Although the "Manipulating FTP Clients Using The PASV Command" article is well written and organized (I hate LaTeX generated docs, though) I was overwhelmingly left with a feeling of so what, everybody had to do a Firefox update for this? I think there needs to a Common Vulnerability Scoring Bullshit Index (aka CVSBI, hmm this sounds like right up the alley for CIAG Research, wonder if Andrew can free up some cycles from AGA-12 for this, or maybe this doesn't rise to the level of "CI?") that is perfectly valid but ranks the number of "hoops" the attacker (or victim) has to jump through to get it to work.
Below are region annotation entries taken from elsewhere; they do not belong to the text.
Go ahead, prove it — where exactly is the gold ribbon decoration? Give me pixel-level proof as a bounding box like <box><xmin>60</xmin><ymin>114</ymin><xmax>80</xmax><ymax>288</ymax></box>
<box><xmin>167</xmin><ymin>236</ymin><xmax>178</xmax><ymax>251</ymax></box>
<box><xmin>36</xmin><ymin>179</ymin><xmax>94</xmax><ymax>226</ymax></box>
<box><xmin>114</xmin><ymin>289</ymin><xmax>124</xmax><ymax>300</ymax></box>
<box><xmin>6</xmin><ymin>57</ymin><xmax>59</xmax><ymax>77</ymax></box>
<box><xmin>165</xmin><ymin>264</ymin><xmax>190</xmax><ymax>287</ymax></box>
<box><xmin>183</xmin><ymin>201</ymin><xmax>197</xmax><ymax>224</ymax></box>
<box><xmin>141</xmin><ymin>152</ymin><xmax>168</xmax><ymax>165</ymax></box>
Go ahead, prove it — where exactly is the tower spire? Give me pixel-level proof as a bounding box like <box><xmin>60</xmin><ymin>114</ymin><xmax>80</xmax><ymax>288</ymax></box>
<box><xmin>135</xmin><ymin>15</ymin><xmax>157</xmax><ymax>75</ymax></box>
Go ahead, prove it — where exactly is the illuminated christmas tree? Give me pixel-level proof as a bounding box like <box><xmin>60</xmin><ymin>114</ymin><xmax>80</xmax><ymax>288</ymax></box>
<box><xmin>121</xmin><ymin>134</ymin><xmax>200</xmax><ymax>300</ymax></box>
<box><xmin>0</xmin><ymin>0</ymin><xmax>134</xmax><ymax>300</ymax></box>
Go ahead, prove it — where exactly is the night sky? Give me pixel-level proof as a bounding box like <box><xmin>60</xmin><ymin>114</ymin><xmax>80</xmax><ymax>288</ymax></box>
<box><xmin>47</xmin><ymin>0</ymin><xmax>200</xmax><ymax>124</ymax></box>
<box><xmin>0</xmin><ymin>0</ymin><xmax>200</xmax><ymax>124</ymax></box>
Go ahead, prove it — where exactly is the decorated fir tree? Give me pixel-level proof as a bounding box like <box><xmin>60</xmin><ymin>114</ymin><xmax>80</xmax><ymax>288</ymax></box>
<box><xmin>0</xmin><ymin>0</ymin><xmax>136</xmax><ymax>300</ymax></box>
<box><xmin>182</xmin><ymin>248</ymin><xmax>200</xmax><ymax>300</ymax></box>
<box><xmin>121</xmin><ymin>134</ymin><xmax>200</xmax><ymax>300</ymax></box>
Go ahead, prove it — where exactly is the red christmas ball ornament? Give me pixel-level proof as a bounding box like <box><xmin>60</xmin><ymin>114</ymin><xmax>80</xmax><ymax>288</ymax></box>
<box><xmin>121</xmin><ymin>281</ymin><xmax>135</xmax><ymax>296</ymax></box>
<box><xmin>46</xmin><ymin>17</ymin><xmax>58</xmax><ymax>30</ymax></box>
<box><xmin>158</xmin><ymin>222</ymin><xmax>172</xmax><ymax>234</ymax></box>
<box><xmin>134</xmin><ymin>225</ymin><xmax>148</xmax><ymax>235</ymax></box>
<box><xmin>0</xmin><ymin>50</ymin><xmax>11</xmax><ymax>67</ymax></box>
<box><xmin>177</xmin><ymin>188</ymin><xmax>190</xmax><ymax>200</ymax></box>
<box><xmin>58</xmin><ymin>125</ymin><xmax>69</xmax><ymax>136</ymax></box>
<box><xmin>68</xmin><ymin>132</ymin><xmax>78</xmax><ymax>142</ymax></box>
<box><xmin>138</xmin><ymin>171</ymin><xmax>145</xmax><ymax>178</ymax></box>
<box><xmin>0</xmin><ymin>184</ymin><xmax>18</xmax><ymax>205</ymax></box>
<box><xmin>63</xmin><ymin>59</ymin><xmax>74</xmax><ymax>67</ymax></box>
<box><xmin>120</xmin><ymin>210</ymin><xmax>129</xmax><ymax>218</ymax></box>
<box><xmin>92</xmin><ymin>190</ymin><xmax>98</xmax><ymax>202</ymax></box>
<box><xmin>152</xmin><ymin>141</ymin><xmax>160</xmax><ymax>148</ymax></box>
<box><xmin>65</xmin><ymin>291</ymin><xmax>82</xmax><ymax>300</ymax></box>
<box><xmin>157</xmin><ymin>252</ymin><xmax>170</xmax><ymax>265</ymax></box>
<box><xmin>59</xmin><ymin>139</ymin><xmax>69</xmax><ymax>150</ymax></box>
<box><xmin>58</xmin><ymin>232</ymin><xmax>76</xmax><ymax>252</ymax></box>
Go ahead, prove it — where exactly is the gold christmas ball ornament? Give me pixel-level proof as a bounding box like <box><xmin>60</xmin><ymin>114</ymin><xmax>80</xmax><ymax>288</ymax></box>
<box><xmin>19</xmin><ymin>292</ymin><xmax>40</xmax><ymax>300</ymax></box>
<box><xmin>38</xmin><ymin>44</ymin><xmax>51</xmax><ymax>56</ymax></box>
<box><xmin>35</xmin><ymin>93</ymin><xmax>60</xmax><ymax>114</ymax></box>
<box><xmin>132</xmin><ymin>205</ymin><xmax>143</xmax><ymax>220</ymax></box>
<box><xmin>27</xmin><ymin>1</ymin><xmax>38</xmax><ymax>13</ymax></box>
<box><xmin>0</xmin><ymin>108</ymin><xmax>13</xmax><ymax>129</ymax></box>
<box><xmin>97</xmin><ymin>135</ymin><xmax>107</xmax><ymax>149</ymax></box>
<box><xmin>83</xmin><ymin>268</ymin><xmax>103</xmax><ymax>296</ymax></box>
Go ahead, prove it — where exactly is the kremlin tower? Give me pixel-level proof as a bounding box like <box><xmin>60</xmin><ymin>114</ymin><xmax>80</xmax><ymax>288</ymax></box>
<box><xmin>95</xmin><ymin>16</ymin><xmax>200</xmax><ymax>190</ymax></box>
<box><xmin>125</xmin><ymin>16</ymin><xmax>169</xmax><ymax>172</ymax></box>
Maybe it is just me, but something felt cheap about an attack that require victims to be lured vis a XSS to a rogue FTP server (there a multiplier of at least 2 here?!) that users the user name and password as the C2 channel for scanner. And all just to be able "sort of" scan ports (meaning being able to distinguish between closed/wrapped and open/filtered) and maybe to get banners and (oh my God, the end is near!) fingerprint services based on the time that they respond. And there were subtle other limitations/pre-conditions in the attack.

At some point (not sure if this vuln is at that point) you get to the "solar system aligning" type vulnerability which is quite trivial to demonstrate under lab conditions but is more difficult in the real world (A case in point, I put TCP Reset Attacks against BGP into this category).

And that is why we need the CVSBI. Yes, the Firefox FTP client implementation could have been tighter and, yes, this should have been fixed eventually, but it seems this could have been rolled into the next update where we could have rolled up a number of these vulns that score moderate to high on the CSVBI.